Die Finanzmarktkrise bringt die versteinerten Verhältnisse zum Tanzen. Wenn die Frankfurter und Münchner Glaspaläste wanken, dann strecken auch marktradikale Glaubenskrieger die Waffen. Plötzlich macht der Staat Karriere; Ordnung und Regeln werden großgeschrieben. Politiker dürfen mit keynesianischem Teufelszeug spielen. Und selbst die Eigentumsfrage ist kein Tabu mehr. Stehen wir also vor einer Zeitenwende? Werden Lehrbücher und Parteiprogramme neu geschrieben? Zieht die Politik die richtigen Lehren aus der Krise?

Noch sind große Zweifel angebracht: Krisenzeiten sind immer auch ein Biotop für Wendehälse. Selbst die FDP möchte heute die Finanzmärkte an die Kette legen – das ist bestes politisches Kabarett. Kritisch wird es aber, wenn die Vorkämpfer entfesselter Finanzmärkte nun zu Architekten des neuen Ordnungsrahmens werden. Weber, Asmussen, Issing und andere schnüren heute Rettungspakete und leiten Expertenkommissionen. So wird der Bock wird zum Gärtner gemacht.

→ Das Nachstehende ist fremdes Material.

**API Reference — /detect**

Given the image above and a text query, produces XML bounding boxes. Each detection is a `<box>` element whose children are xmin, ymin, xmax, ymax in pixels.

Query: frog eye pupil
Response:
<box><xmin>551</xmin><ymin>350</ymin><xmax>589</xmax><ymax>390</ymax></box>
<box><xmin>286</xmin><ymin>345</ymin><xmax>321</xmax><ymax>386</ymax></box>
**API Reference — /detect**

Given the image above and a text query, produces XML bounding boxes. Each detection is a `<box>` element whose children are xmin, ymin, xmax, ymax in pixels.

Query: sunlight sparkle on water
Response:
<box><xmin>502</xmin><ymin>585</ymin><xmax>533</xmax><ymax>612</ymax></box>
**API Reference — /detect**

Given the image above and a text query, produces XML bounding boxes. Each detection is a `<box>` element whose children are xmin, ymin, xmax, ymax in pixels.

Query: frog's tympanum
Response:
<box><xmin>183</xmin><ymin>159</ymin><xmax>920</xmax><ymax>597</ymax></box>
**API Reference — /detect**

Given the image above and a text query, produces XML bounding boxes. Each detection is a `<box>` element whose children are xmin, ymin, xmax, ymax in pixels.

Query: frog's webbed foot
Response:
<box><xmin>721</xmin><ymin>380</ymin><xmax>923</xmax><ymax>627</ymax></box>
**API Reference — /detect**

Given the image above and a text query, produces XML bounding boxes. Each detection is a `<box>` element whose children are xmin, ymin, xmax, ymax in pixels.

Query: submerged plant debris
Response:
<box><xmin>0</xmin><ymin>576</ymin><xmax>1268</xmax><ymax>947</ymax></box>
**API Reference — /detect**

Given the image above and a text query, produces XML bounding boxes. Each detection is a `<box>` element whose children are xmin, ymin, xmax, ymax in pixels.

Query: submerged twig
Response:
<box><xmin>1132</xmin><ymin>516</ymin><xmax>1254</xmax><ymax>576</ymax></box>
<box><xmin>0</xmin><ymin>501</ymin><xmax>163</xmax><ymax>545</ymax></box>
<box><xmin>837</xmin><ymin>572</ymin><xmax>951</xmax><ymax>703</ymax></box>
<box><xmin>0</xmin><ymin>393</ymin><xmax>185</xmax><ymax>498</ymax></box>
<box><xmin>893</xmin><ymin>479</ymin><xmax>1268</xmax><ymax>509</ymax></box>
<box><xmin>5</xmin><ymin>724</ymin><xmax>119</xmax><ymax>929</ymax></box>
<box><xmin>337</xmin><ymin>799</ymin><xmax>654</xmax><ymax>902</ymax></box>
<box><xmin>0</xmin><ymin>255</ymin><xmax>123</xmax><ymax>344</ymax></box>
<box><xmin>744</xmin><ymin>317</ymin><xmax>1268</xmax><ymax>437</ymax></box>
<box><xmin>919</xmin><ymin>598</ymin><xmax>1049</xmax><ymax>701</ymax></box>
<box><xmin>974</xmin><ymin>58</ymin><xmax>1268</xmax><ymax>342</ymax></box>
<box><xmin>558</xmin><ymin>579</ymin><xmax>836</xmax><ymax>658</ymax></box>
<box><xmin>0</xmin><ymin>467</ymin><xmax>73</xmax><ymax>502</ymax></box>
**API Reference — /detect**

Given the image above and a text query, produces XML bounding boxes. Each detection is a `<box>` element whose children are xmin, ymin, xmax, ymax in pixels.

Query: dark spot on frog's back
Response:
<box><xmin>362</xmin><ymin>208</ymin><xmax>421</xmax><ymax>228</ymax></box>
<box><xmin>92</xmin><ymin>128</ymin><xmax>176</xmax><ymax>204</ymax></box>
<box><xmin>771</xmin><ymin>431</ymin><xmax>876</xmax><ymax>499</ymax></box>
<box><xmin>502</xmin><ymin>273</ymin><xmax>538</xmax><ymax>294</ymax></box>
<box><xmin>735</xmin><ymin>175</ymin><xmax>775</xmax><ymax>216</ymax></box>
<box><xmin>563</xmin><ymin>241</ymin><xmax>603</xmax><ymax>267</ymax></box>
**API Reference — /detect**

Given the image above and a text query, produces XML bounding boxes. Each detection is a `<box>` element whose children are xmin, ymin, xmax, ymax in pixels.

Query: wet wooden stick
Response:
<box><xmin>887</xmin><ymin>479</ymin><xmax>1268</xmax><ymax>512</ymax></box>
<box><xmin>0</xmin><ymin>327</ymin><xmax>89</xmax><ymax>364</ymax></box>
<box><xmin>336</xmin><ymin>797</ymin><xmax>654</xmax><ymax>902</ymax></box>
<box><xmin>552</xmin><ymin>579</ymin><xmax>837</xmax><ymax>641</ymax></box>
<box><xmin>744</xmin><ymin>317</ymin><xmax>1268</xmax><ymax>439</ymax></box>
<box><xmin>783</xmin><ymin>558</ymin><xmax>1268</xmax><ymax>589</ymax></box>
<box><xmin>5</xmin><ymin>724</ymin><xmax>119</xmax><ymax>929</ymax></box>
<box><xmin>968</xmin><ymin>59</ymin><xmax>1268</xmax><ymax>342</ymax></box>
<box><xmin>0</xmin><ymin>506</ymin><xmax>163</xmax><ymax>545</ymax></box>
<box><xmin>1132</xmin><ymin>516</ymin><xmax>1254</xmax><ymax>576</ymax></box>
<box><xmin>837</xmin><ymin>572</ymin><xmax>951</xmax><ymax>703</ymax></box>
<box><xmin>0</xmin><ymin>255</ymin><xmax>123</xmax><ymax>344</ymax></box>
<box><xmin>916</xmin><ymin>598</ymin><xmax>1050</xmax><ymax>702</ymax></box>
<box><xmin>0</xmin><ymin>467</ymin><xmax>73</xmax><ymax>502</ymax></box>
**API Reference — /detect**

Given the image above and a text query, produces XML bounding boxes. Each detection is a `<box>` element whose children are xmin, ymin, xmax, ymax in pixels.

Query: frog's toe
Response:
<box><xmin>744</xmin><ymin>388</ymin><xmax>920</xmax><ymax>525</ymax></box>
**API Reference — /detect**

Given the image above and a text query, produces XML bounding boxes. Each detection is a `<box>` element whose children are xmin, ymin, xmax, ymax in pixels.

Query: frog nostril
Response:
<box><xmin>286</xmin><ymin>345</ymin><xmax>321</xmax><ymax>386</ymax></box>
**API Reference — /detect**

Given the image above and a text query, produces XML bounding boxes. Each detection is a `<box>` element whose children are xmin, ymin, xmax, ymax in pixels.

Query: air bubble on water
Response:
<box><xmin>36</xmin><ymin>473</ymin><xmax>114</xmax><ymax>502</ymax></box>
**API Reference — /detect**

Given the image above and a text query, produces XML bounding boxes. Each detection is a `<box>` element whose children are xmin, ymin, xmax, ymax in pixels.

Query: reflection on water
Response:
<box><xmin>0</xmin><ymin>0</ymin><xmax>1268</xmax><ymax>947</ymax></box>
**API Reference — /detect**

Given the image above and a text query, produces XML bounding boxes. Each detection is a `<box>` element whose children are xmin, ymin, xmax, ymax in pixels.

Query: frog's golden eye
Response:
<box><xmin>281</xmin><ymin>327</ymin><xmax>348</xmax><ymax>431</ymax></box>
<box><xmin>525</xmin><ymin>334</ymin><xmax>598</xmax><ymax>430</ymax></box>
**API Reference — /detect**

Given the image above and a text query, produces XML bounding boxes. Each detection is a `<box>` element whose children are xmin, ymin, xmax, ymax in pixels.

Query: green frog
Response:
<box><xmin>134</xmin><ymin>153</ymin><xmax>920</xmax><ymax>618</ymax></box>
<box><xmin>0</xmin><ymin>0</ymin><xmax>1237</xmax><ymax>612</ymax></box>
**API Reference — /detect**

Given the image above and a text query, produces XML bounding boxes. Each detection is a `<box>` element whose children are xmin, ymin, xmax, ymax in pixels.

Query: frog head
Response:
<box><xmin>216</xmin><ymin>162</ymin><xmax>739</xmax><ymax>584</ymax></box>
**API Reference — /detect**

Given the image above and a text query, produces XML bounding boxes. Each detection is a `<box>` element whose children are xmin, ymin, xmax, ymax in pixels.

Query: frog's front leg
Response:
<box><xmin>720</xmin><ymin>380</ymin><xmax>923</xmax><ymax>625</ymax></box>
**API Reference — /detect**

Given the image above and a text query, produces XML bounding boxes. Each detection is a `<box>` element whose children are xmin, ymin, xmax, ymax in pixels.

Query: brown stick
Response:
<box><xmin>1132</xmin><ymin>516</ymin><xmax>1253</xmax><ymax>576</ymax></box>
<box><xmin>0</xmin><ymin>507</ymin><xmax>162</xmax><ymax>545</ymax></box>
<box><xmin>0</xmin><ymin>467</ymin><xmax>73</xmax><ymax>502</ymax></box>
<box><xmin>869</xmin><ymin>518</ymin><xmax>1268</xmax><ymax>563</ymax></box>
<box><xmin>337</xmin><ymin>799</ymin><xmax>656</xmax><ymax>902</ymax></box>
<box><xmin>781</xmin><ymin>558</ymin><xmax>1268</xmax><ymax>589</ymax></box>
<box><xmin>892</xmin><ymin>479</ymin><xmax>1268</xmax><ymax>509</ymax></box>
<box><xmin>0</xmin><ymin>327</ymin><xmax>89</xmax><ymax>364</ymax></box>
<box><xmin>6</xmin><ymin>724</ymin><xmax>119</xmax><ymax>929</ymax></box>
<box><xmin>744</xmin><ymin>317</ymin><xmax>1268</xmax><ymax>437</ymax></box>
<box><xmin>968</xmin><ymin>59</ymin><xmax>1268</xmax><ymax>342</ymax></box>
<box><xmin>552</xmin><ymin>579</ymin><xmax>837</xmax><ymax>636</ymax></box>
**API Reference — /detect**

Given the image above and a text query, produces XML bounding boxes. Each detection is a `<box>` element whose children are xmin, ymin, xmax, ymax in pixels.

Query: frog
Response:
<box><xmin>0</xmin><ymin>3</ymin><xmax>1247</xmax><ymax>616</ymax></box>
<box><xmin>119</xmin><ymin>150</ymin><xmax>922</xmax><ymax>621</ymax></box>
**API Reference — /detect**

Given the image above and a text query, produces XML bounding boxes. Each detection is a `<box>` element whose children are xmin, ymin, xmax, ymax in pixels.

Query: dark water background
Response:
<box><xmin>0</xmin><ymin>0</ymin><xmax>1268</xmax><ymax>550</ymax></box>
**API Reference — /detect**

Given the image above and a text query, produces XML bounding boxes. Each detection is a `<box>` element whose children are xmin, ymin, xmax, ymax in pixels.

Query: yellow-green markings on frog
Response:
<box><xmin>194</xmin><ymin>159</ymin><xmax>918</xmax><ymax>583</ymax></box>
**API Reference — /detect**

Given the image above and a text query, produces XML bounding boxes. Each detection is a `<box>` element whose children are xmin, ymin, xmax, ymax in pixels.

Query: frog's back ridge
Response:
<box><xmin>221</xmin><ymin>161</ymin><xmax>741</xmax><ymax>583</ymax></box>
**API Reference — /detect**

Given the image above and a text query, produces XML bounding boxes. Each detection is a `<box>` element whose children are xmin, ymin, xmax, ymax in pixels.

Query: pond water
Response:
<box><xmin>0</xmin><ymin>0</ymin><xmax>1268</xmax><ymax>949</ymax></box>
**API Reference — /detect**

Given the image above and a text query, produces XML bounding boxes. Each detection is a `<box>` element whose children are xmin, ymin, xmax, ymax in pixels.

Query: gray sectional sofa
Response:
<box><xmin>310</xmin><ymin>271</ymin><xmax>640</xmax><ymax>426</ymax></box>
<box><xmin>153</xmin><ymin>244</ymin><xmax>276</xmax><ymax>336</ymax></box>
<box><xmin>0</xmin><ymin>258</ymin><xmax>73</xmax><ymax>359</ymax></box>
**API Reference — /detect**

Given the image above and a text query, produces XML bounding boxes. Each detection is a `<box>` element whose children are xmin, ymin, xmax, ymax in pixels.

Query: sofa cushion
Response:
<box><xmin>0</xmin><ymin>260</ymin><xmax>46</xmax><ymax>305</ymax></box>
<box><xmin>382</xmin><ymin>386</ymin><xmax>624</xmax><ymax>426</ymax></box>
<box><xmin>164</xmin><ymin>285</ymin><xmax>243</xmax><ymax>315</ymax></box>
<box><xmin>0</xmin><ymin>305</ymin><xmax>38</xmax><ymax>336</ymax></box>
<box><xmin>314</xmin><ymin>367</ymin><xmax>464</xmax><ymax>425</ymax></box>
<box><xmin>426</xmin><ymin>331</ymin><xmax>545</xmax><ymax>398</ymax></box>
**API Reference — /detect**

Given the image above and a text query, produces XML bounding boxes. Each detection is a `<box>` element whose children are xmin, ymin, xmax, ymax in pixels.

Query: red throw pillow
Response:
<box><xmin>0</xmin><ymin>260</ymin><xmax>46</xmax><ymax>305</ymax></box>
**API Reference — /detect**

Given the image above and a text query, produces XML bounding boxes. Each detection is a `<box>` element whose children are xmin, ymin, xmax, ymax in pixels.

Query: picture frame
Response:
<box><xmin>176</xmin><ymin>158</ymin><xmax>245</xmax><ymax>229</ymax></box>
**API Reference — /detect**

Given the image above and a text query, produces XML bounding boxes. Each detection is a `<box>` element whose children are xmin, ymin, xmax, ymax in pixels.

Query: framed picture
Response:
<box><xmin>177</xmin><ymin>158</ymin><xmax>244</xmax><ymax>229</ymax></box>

Statt politischer Kosmetik ein neuer Ordnungsrahmen

Die schwerste Finanzkrise seit 80 Jahren darf nicht im politischen Kosmetikstudio behandelt werden. Der finanzmarktgetriebene Kapitalismus ist gegen die Wand gefahren. Jetzt gehört er auf den Schrotthaufen der Geschichte. Banker, Broker und Vermögensverwalter dürfen nie wieder in die Lage versetzt werden, die Jobs und den Lebensabend von Millionen hart arbeitender Menschen zu gefährden. Die Finanzindustrie muss der Realwirtschaft dienen – und nicht umgekehrt. Die Zeiten, in denen die Wall Street weniger als acht Prozent der Wertschöpfung erzeugte, aber fast 40 Prozent der Unternehmensgewinne verbuchte, sind hoffentlich bald Vergangenheit.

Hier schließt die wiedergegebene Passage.